The equity markets represented by the S&P CNX Nifty ended the year with negative 25% returns y-o-y plagued by poor global macro conditions and concerns over slowdown and lack of policies in the domestic market. While the markets started the month of December on a positive note driven by hopes of resolution of the European debt crisis, the negative sentiments took over by the end of the month and it posted a decline of 4.3% due to (a) concerns over Indian Government’s inability to implement policy reforms after Cabinet’s decision to allow FDI in retail was put on hold, (b) lowering of the GDP forecast for the fiscal to 7.5% from 9% mainly on account of the industrial sector, (c) weakening global economic conditions, and (d) Inability of the government to stablise the domestic economy. Global markets gave mixed returns in the month. FIIs remained net sellers in the month to the tune of Rs 24 bn. The rupee continued its downside against the dollar and depreciated by 1.6% in December. It depreciated by over 15% in the year and was the worst performing Asian currency. India’s fiscal deficit touched $66.3 bn in the first eight months of FY12, the highest in the last three years and around 86% of full year target, due to increase in prices of imported commodities driven by rupee depreciation. The government indicated that it will miss the target of 4.6% for fiscal deficit for FY12 due to weak rupee inflating country’s oil import bill, moderating domestic economy and uncertain global environment.
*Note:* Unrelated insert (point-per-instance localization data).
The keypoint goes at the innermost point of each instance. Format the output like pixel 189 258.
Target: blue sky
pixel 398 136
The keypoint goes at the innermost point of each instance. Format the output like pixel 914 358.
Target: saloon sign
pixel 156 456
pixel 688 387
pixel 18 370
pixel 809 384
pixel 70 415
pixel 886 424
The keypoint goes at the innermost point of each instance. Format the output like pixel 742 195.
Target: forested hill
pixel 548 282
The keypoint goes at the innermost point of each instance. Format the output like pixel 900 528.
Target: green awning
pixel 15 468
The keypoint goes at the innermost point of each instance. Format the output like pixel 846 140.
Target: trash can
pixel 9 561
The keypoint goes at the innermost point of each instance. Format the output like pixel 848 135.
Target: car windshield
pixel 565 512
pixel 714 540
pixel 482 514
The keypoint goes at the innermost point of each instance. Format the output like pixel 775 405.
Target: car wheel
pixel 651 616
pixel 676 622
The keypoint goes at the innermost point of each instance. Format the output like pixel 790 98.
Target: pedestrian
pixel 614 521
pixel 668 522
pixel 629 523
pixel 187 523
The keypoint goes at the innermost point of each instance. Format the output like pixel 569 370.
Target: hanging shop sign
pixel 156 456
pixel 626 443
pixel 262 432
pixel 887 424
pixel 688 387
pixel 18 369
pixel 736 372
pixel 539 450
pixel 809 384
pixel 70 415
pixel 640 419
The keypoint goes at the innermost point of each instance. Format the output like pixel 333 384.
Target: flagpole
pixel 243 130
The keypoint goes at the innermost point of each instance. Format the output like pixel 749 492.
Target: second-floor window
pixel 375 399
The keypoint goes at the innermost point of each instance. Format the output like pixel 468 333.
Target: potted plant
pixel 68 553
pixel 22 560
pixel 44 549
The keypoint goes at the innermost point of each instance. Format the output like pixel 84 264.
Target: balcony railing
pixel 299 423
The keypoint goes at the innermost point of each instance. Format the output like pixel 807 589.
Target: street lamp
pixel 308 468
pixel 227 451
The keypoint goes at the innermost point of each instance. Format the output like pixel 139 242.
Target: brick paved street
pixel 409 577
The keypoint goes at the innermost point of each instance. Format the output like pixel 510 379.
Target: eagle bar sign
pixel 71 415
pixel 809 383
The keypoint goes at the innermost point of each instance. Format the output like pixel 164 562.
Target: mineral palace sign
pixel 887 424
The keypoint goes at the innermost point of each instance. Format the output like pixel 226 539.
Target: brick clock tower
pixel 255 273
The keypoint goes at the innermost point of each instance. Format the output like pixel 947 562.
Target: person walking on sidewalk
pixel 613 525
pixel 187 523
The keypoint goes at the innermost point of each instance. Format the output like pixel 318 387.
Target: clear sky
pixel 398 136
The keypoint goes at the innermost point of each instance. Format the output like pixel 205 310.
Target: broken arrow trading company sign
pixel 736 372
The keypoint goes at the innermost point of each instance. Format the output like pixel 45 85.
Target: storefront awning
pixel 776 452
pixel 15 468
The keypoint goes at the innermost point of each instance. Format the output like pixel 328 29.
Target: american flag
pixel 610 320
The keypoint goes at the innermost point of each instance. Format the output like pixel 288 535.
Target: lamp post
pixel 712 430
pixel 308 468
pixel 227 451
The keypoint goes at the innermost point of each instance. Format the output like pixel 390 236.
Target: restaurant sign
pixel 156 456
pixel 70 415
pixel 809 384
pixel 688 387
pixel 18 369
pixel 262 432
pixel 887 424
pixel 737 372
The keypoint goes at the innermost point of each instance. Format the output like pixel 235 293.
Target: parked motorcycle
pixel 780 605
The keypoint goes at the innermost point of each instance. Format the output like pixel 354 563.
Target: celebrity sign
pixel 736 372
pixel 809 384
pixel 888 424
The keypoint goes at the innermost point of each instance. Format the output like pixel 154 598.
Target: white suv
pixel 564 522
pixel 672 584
RBI announced its mid quarter review of the monetary policy and left its main lending rate unchanged as inflation shows signs of cooling. It also refrained from cutting the cash reserve ratio (CRR) despite tight liquidity in the system. The repo rate was left unchanged at 8.5% after increasing it 13 times since March 2010. The bank rate also remains static at 6%.
Most sectoral indices posted negative returns except Information Technology (IT). IT posted returns of 4.6% driven by positive economic data in the US and decision of central banks to provide cheaper dollar funding to ease the liquidity crunch for European banks. BSE capital goods was the worst performer of the month following the news of decline in capital goods production by 25.5% y-o-y in October 2011. The index also fell on worries that new order flows will be hit adversely in a slowing economy. Interest rate sensitive sector realty and banking declined by 16.6% and 7.1% respectively, as RBI kept CRR and short-term lending rate steady in the mid quarter review of the monetary policy. BSE Metals declined by 9.1% on worries that global economic slowdown could hurt demand for industrial metals.
Corporate profitability is likely to remain depressed in the near future given the higher input costs, wages, interest rates, steep depreciation in currency and higher competitive intensity. Q3 FY12 results expected from mid-January onwards. Companies expected to report decline in margins and profitability due to slower volume growth and cost pressure. Companies with substantial debt will be further hurt by rising interest costs and marked-to-market losses on foreign debt and derivatives due to rupee depreciation. However, industries like IT services, bulk drug exporters, pharmaceutical companies etc. are expected to benefit from rupee depreciation.
We expect the Indian markets to be driven by corporate earnings in the next month while they’ll also continue to be influenced by the global cues. On the domestic front, movement of rupee against dollar, industrial growth and inflation remain key monitorables.